Adding that the play would be perfect for Kerala, considering the director derives from both traditional and contemporary, he feels Manto’s stories need to be told and retold in the times we live in currently where physical, emotional and spiritual savagery of Partition continues to live on.

Working with another language is however not something very new for Chowdhary. A few years back, when she did a production in Japan, the cast and crew included members from across Asia — China, Thailand, Japanese and Punjabi.

“There was an interpreter there, but not here. However, my co-director Rocky and I have worked out a system. But then we should not ignore the fact that language is just one area and element. In theatre-making, multiple elements, including objects, visual imagery, sound, and several other dimensions come into play. And because I am so familiar with Manto and have worked with his text before, I asked the actors to share and explain each line, and what it means so as to ensure that the complexity and multiple layers the writer operates on are not lost. It is always important that the work is not linear, and offers diverse possibilities,” she says.

Adding that she wanted the actors to select and claim the stories as their own and understand them through their own experiences of loss, grief and trauma; otherwise the play would not work, the director adds that though the stories looked like different sections initially, however, many knots were untangled so as to ascertain a cohesive production.

When it comes to audience members unfamiliar with Malalayam, she asserts that ‘understanding’ is a comforting space but the act of delving into the unfamiliar constantly provides new insights.
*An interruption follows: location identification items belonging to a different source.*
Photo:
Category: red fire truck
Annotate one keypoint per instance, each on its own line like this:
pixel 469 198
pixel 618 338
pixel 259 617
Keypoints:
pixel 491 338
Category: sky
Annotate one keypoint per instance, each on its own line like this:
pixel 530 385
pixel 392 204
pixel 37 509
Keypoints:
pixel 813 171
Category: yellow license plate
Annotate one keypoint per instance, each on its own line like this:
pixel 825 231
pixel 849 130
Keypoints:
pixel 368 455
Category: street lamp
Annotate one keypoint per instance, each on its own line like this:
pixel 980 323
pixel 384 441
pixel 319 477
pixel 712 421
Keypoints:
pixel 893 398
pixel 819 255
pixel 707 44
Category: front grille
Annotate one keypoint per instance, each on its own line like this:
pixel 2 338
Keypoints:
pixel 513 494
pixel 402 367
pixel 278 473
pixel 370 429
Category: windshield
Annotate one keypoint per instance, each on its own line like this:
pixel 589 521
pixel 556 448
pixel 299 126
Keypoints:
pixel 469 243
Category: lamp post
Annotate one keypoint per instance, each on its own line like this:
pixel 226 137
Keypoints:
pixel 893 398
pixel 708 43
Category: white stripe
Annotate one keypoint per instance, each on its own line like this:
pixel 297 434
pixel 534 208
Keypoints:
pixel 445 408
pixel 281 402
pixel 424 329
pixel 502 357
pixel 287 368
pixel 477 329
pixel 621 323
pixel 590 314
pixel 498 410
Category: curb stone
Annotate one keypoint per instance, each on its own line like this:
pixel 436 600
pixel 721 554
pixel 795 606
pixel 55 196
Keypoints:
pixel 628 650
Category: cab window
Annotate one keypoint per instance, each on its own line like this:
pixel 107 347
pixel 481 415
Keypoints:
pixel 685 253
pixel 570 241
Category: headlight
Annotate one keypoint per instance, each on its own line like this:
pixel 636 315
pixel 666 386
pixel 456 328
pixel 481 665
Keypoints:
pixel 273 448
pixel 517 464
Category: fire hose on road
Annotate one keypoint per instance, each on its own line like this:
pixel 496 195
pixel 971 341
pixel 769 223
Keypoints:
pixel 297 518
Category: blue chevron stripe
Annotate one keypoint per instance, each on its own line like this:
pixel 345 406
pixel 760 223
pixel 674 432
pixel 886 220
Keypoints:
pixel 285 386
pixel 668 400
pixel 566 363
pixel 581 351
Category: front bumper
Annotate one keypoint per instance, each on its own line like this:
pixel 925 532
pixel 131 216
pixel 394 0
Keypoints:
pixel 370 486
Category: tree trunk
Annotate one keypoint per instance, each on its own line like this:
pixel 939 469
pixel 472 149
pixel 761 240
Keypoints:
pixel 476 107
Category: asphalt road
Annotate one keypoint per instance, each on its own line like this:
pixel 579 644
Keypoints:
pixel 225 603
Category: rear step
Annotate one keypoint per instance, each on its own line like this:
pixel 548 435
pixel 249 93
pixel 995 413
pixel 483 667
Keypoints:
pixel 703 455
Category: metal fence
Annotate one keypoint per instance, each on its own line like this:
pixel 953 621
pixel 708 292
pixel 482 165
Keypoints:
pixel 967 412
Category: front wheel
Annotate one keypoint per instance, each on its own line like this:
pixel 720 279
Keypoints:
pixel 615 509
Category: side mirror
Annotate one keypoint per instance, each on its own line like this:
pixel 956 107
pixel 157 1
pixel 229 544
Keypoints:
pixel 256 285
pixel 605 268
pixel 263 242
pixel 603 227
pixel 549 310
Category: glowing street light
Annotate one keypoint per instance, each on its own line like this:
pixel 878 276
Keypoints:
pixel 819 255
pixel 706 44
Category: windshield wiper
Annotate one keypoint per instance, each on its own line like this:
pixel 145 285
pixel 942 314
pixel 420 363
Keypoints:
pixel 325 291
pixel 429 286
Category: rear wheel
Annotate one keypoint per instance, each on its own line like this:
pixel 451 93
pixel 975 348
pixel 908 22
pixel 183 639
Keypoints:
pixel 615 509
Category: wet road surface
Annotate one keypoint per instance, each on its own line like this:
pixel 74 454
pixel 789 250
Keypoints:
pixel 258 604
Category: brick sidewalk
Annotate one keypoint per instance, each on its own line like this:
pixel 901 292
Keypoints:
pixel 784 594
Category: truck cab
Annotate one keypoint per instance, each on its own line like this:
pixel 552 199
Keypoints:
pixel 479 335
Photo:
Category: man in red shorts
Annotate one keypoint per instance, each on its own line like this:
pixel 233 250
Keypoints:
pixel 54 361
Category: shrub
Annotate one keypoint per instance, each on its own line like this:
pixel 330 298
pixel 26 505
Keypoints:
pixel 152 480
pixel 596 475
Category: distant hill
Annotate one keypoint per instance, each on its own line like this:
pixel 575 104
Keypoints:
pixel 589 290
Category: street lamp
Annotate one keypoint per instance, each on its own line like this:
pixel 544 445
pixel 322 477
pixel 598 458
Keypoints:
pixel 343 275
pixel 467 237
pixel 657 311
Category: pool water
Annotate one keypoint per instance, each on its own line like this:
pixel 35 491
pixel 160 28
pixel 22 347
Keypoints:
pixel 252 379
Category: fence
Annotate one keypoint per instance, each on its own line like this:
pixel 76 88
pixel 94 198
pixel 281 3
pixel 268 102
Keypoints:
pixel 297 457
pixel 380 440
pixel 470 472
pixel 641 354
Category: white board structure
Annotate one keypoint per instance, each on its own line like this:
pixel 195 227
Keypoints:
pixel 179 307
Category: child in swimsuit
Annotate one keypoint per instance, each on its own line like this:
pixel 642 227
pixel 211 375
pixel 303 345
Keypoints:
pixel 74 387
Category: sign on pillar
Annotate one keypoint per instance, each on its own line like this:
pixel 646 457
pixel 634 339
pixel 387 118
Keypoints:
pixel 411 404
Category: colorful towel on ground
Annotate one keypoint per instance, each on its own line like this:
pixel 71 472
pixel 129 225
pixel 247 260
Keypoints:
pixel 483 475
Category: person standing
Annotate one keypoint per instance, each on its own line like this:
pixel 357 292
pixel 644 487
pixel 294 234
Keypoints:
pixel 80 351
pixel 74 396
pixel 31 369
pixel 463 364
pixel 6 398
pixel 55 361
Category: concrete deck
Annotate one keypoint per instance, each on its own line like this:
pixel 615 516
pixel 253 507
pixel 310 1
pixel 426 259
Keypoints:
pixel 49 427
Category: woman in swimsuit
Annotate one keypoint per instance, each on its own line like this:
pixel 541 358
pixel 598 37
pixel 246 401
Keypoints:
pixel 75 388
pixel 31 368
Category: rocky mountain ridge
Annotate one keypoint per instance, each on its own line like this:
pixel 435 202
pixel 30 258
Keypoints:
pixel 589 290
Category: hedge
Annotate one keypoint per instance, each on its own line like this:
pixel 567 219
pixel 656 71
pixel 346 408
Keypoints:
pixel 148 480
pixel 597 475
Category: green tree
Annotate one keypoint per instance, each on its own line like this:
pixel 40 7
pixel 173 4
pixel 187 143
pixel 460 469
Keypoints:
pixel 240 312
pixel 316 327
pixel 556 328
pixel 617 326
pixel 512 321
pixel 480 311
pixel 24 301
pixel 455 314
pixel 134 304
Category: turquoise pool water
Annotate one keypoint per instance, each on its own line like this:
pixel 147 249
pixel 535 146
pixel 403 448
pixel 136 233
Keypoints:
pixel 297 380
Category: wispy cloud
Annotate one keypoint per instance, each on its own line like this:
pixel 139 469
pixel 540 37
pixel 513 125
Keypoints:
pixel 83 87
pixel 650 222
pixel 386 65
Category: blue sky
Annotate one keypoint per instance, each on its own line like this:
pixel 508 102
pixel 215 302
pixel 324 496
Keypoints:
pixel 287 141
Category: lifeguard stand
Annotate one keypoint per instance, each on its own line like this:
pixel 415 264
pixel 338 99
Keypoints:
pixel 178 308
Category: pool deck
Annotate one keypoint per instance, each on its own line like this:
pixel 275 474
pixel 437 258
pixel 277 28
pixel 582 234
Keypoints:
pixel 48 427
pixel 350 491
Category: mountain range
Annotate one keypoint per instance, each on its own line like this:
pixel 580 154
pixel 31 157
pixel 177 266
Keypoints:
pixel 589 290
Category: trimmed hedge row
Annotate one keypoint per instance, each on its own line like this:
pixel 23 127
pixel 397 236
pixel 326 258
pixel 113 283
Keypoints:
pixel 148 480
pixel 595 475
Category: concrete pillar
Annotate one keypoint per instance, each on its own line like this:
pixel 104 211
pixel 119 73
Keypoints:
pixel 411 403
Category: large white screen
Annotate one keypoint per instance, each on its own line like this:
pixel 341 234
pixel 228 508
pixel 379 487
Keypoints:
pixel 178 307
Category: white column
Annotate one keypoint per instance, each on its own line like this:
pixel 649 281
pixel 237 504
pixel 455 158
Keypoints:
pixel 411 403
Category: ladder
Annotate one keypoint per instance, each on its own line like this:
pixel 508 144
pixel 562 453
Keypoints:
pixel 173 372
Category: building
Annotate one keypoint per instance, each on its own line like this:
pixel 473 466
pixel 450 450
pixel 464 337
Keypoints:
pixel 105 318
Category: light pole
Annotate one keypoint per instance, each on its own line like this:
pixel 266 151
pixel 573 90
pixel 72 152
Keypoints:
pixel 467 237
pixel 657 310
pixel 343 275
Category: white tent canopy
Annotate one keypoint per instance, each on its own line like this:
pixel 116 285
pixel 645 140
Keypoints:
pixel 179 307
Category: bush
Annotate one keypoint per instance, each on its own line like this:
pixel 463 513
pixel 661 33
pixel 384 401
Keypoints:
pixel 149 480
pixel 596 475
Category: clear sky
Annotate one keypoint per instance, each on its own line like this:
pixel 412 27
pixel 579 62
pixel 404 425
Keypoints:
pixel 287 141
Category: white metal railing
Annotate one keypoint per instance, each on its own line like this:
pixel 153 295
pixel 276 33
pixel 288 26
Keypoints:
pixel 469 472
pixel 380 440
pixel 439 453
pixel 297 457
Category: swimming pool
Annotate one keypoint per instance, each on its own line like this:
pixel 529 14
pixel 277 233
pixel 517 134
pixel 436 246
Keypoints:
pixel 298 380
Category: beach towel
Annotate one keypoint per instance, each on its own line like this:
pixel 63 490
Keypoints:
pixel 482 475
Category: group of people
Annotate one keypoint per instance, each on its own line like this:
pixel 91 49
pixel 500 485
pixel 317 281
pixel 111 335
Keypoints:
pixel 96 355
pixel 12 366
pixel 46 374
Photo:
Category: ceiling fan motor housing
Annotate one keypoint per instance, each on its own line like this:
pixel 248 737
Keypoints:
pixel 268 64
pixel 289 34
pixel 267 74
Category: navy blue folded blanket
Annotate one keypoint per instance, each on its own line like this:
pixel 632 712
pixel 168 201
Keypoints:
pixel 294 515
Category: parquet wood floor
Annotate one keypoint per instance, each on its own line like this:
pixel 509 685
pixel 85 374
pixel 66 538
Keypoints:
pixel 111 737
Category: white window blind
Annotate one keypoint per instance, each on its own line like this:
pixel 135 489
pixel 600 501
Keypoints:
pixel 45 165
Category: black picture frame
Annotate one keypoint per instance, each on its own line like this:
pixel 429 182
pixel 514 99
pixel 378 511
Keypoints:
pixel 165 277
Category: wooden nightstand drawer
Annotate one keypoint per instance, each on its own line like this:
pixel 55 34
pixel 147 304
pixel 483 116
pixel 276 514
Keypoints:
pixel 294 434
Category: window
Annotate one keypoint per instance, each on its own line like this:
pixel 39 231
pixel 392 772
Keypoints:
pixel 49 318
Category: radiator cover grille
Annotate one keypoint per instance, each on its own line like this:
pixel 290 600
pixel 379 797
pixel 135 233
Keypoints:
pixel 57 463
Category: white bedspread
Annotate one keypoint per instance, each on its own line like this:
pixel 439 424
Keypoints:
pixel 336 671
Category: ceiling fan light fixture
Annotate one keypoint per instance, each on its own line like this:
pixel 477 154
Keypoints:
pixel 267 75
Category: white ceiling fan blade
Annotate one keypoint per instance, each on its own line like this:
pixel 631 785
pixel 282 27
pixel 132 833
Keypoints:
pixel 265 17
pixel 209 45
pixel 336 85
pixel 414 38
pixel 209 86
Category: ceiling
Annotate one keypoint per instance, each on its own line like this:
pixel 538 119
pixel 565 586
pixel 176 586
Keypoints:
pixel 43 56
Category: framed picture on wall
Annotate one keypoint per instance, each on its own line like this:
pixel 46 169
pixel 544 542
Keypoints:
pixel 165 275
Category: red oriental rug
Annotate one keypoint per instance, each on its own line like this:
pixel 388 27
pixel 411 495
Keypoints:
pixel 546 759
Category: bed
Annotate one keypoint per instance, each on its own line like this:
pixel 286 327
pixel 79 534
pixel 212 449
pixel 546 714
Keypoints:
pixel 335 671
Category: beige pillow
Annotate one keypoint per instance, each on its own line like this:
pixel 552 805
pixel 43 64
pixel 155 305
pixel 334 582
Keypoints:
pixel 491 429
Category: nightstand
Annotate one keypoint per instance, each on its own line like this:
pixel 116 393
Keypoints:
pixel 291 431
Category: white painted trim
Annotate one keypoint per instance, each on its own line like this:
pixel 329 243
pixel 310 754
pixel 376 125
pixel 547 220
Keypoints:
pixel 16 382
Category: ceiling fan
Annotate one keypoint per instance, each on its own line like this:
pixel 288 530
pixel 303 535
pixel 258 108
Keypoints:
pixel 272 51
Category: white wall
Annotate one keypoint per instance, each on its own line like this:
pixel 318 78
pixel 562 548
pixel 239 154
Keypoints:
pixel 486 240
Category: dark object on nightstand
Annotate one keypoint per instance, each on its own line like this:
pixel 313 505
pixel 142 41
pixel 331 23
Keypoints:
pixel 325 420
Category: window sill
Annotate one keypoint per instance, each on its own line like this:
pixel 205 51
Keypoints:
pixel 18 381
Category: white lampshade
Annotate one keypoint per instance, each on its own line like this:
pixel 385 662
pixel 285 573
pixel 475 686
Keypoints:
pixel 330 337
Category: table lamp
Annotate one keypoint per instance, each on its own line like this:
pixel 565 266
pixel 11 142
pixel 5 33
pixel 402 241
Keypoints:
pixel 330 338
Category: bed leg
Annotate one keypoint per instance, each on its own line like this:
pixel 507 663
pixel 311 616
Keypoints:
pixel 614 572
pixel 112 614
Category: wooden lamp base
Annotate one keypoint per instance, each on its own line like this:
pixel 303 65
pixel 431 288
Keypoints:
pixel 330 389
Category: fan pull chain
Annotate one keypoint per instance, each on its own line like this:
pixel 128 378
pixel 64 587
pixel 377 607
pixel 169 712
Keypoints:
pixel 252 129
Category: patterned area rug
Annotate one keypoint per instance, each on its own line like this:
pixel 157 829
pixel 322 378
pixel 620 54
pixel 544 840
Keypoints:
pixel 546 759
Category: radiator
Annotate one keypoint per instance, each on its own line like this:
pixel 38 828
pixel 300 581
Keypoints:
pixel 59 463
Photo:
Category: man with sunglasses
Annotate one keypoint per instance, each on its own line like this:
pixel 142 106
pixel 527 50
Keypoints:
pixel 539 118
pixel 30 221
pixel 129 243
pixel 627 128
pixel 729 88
“I prefer that the viewers develop their own narrative. Why force the audience to see the play the director has conceived it? That will take away the agency of the audience.”

For actors Garggi Ananthan, Shibil Paravath, Aswathy Raj, Sarath Meraki and Subin KK (light design and stage manager), it has been a month of unlearning and learning. From adapting a new approach to theatre-making to spending nights reading stories together, the experience has not only been about understanding Manto but pushing newer boundaries.

Selecting the stories that touched them the most and then improvising them, all of them remember that from the first day onwards they were encouraged to improvise and bring forth their own perspectives.

“Yes, we were nervous before the project considering it was a completely alien territory. None of us had any experience of working with a different language and approaching text in the way we did. But slowly, things unraveled, connections were made with the writer and the director. Quietly, a new language emerged which the audience in Kochi will witness on December 6 and 7,” says Ananthan.